Wikipedia is facing a big problem. Many AI companies are using computer programs (called “bots”) to automatically collect huge amounts of information from Wikipedia pages without permission. This is called “web scraping.” Think of it like people making thousands of copies from a library without asking, causing the photocopier to break down. This scraping makes Wikipedia’s websites load slowly for normal users and costs Wikipedia more money to run their computers.
The new collection of information (called a “dataset“) will include:
- Text from Wikipedia articles
- Article summaries and descriptions
- Different sections from articles
- Information that is free to use under Creative Commons licenses
The dataset will not include references, pictures, videos, or other media files. AI developers can use this information legally without overloading Wikipedia’s servers. It’s like Wikipedia saying, “Instead of taking books off our shelves and making our library crowded, here’s a complete set of books you can take home.”

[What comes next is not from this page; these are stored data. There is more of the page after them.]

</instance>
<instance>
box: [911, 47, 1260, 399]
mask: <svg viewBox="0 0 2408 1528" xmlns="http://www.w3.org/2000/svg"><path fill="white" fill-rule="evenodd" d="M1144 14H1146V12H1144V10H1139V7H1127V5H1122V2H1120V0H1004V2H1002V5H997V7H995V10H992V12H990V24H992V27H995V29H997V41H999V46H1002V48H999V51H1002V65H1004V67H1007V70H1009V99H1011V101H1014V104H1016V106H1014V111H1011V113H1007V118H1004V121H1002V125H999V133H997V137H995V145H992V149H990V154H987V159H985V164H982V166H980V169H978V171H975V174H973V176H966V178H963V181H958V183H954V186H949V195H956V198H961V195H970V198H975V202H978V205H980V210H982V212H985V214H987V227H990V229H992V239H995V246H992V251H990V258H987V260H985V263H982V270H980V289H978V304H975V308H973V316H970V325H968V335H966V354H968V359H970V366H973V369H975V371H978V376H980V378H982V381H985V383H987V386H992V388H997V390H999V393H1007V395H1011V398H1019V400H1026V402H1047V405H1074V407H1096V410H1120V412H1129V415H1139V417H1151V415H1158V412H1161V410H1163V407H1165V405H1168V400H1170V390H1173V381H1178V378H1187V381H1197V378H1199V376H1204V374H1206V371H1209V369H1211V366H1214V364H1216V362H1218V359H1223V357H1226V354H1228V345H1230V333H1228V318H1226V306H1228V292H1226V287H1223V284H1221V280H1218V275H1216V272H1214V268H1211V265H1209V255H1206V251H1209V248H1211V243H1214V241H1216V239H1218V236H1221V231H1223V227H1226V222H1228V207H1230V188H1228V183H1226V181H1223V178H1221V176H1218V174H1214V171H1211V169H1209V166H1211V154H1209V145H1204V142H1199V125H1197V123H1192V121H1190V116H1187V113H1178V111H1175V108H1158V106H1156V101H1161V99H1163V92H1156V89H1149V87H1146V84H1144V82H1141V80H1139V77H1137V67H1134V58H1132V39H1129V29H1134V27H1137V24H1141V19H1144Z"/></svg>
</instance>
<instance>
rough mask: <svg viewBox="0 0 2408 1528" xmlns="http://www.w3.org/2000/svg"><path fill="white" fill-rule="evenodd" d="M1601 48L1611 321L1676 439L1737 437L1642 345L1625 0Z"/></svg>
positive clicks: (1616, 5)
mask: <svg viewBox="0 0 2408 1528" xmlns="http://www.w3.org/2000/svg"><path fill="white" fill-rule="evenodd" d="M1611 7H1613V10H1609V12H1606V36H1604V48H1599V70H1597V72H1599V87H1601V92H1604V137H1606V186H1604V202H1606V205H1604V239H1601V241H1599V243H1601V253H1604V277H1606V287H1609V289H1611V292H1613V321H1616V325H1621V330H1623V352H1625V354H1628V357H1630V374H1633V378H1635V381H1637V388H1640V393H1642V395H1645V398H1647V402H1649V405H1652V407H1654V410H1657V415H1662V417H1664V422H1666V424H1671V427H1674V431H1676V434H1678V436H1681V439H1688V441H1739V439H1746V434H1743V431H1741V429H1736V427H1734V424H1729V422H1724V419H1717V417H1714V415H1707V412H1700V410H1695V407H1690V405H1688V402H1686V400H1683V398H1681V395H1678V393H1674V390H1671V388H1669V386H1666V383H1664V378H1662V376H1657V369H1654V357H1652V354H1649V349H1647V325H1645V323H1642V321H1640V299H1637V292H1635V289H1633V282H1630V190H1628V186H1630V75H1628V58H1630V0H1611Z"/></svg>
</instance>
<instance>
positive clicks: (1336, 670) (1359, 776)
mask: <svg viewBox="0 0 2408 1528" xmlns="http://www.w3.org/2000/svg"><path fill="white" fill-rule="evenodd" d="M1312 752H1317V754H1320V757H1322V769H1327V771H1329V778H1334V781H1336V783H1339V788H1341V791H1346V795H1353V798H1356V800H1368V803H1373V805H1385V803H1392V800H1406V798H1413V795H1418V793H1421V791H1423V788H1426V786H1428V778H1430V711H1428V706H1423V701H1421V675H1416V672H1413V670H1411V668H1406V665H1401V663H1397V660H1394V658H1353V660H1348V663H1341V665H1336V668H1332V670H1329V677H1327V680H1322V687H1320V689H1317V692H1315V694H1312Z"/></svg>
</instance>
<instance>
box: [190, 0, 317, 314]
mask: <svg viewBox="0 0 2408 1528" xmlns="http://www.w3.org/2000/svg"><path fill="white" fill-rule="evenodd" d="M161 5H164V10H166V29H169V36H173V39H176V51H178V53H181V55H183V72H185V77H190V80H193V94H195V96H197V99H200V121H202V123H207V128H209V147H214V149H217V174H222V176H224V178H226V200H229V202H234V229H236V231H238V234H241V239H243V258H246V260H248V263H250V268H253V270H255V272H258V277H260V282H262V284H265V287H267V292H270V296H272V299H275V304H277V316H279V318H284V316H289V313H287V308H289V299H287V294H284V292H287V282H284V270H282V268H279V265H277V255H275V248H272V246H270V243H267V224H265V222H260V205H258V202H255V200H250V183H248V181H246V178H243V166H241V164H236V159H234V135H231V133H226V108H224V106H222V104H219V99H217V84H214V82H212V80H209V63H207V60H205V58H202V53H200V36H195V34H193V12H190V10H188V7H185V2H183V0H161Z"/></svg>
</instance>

What exactly is unauthorized web scraping? It happens when computer programs automatically visit websites and copy information without permission. These programs often break the website’s rules. They collect text, prices, or other data very quickly. This can make websites slow, increase costs for the website owners, and sometimes the collected information is misused. When companies scrape Wikipedia without asking, it puts too much pressure on the computers that run the website.

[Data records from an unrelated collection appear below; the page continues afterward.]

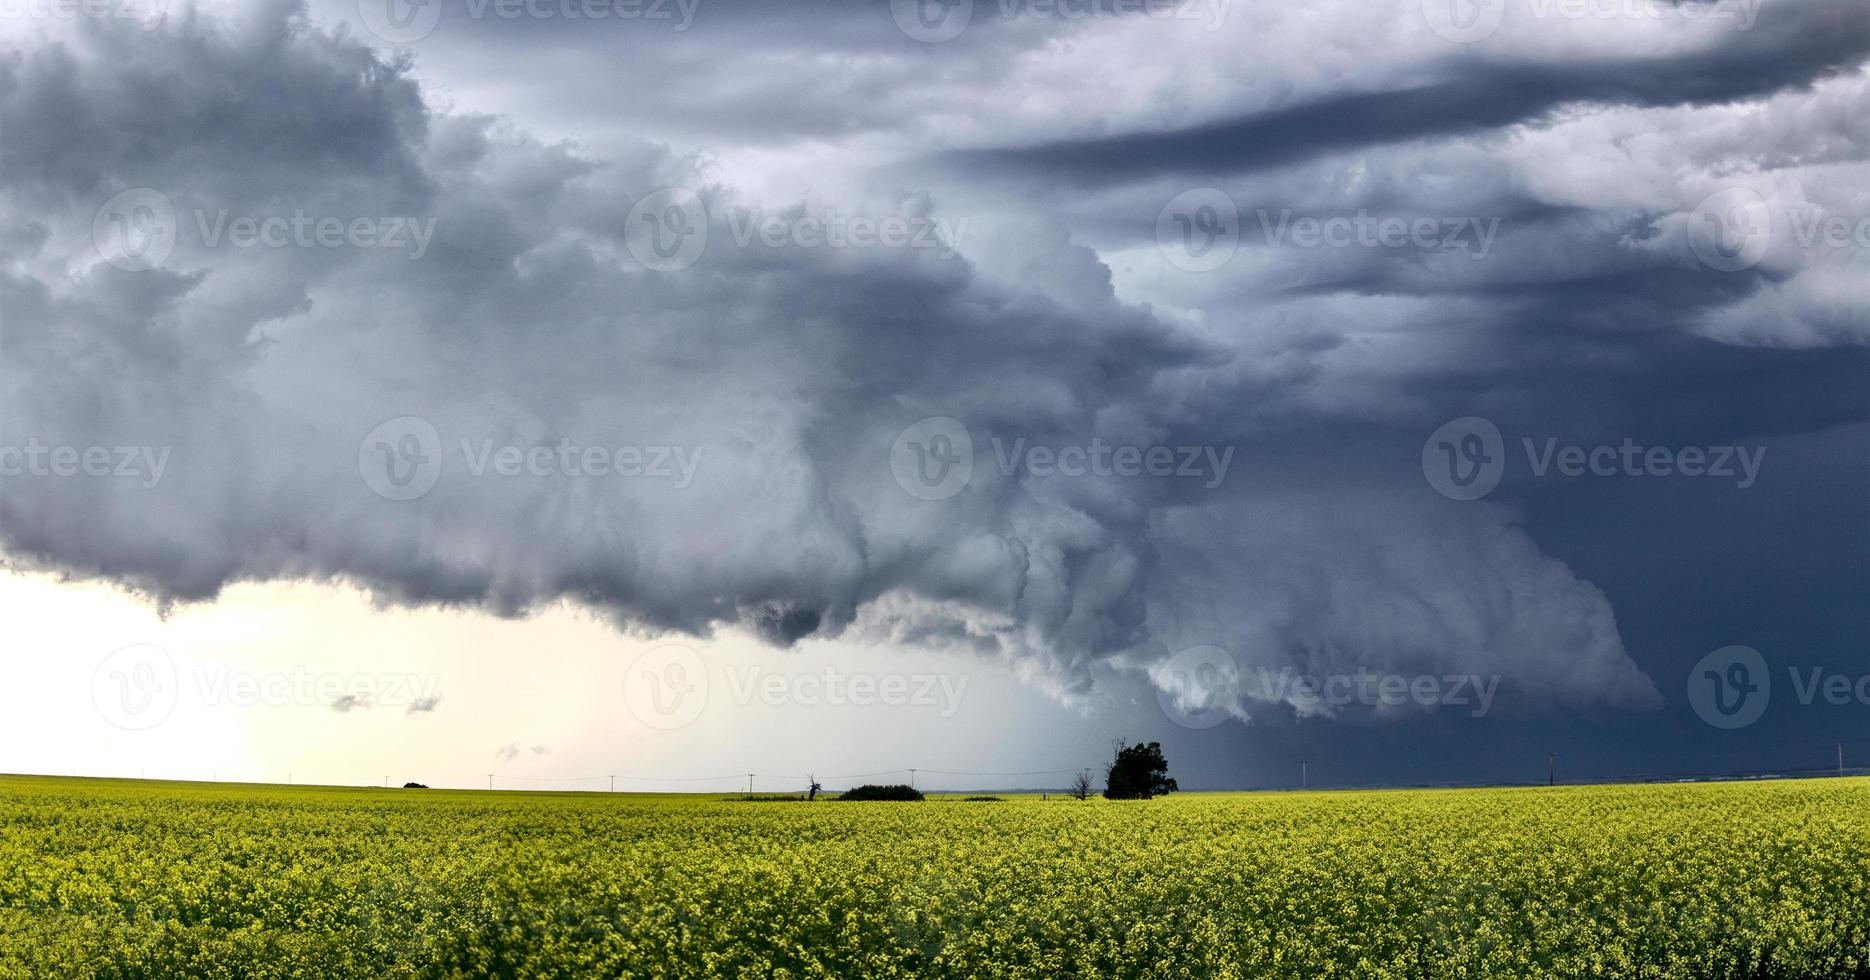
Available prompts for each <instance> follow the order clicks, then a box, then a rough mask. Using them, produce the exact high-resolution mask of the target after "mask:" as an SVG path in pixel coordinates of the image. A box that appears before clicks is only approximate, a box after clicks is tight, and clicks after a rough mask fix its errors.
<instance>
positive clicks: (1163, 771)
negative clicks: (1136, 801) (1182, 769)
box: [1103, 739, 1178, 800]
mask: <svg viewBox="0 0 1870 980" xmlns="http://www.w3.org/2000/svg"><path fill="white" fill-rule="evenodd" d="M1111 748H1115V750H1116V757H1115V759H1111V765H1109V769H1105V771H1103V797H1105V799H1111V800H1146V799H1150V797H1159V795H1163V793H1174V791H1176V789H1178V785H1176V784H1174V780H1172V778H1169V759H1163V746H1161V742H1144V744H1124V741H1122V739H1118V741H1116V742H1111Z"/></svg>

AI companies need large amounts of information to train their AI systems. Wikipedia is perfect for this because:
- It has over 6.8 million articles covering many topics
- The information is usually high-quality and checked by many people
- It helps AI learn how language works and gain general knowledge
- Large datasets help AI become better at answering questions and summarizing information
The problems caused by unauthorized scraping have become serious. Since January 2024, Wikipedia has seen a 50% increase in bandwidth usage because of AI bots. This is like your home internet suddenly being used by many neighbors without your permission. The scraping has caused:
Problem | Impact |
---|---|
Increased bandwidth usage | 50% surge since January 2024 |
Server overload | Terabytes of data consumed at data centers |
Higher costs | More money needed to run Wikipedia |
Slower website | Pages take longer to load for users |
Risk during high traffic | Problems during events like 2.8 million views of former US President Jimmy Carter’s page in December 2024 |
Statistics show how bad the problem has become. About 65% of the most resource-intensive traffic on Wikipedia comes from these AI bots. They have targeted 144 million files on Wikimedia Commons (where Wikipedia stores images and videos). This is why Wikipedia needed to find a better solution.
This new approach should help make Wikipedia faster and more reliable for everyone. By providing a controlled way for AI companies to get the information they need, Wikipedia can protect its servers while still allowing its knowledge to be used widely. If you use Wikipedia regularly, you might notice pages loading faster in the future because of this change.